As described above, according to the present invention, as a starting element of the CT saturation countermeasure ratio element (third and fourth calculating means), it is different from the current change width detecting element (fourth calculating means) which is not affected by the load current. Since the configuration is such that the dynamic level detecting element (fifth computing means) is added, a high-performance ratio differential relay with CT saturation countermeasure that does not cause an operation delay phenomenon due to load current can be obtained.
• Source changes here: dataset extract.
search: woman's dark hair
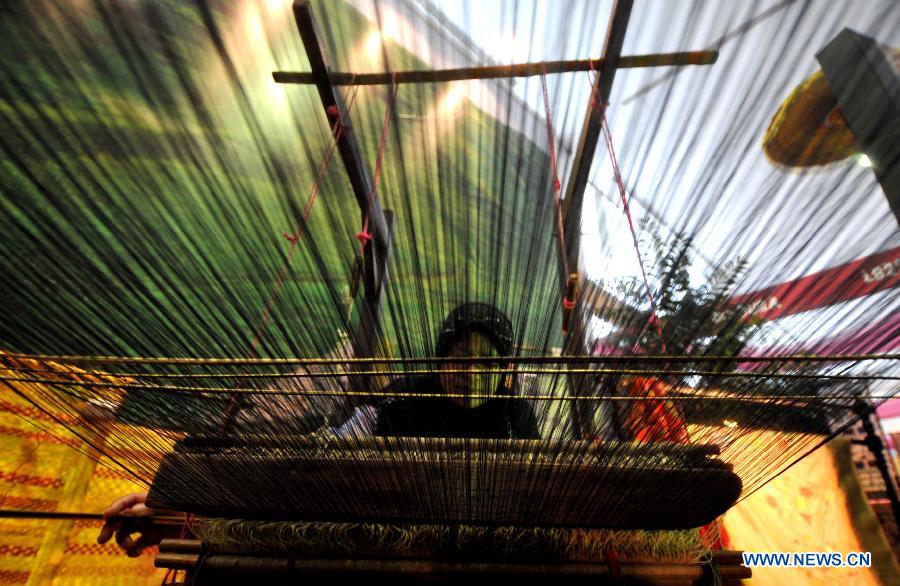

[Brief description of drawings]

FIG. 1 is a diagram showing the operation principle of a digital ratio differential relay according to an embodiment of the present invention, and FIG. 2 is a system configuration diagram of a digital ratio differential relay utilizing the operation principle shown in FIG.
FIG. 4 is a block diagram showing the principle of a conventional ratio differential relay, and FIG. 4 is a waveform diagram explaining the principle of the conventional ratio differential relay and the present invention. In the figure, (100) is the first computing means and (101) is the second
Calculation means, (102) is a third calculation means, and (103) is a fourth calculation means.
Calculation means, (104) is fifth calculation means, and (107) is first calculation means.
The signal extending means (17) is a second signal extending means. In each figure, the same reference numerals indicate the same or corresponding parts.

Claims (2)

(57) [Claims] 1. A digital type ratio differential relay which converts an instantaneous value obtained by synchronously sampling the current of each terminal of a power system at a constant cycle into a digital value and calculates the digital value according to a predetermined program. Instantaneous value digital amount Int (I1t,
, Int) and the differential value IDt obtained by adding the instantaneous value digital differential value αt before time t and the absolute value of the instantaneous value digital value of each end current at time t. Control amount Max | Int−180 ° | obtained by deriving the maximum value of the suppression amount Max | Int | obtained by deriving the absolute value and the absolute value of the instantaneous value digital value of each end current 180 ° before time t Are obtained by the first calculation means, and the second calculation Max | Int | −η is obtained by the second calculation means.
p · Max {| IDt |, Kp | IDt−α |}> 0 (where ηp and Kp are constants, and Max {| IDt |, Kp | IDt−α | is | IDt | or Kp | IDt−α
│ out of a larger value), the third calculation means calculates the third calculation Max | Int |> K (where K is a constant), and the fourth calculation means calculates the fourth calculation | Max | Int. | −Max | Int−180 ° ||
> KT, and the fifth operation | IDt |> K1 by the fifth operation means.
(However, K1 is a constant), and at least the fourth operation output of the fourth operation or the fifth operation output is extended by the first signal extension means for a predetermined time, and this is used as a start signal, When a logical product of the outputs including at least the second calculation output and the start signal among the second calculation output, the third calculation output, and the start signal is output,
A digital ratio differential relay characterized in that this output is extended for a predetermined time by a second signal extending means, and the final operation signal is locked by the output of the logical product. 2. The fourth calculation means is | Max | Int | −Max | Int−.
180 ° || Replace KT Is the scalar sum of absolute value | I1t | to | Int | of the instantaneous digital value of each terminal current at time t, Is also a scalar sum 180 ° before the time t), and the digital type ratio differential relay according to claim 1.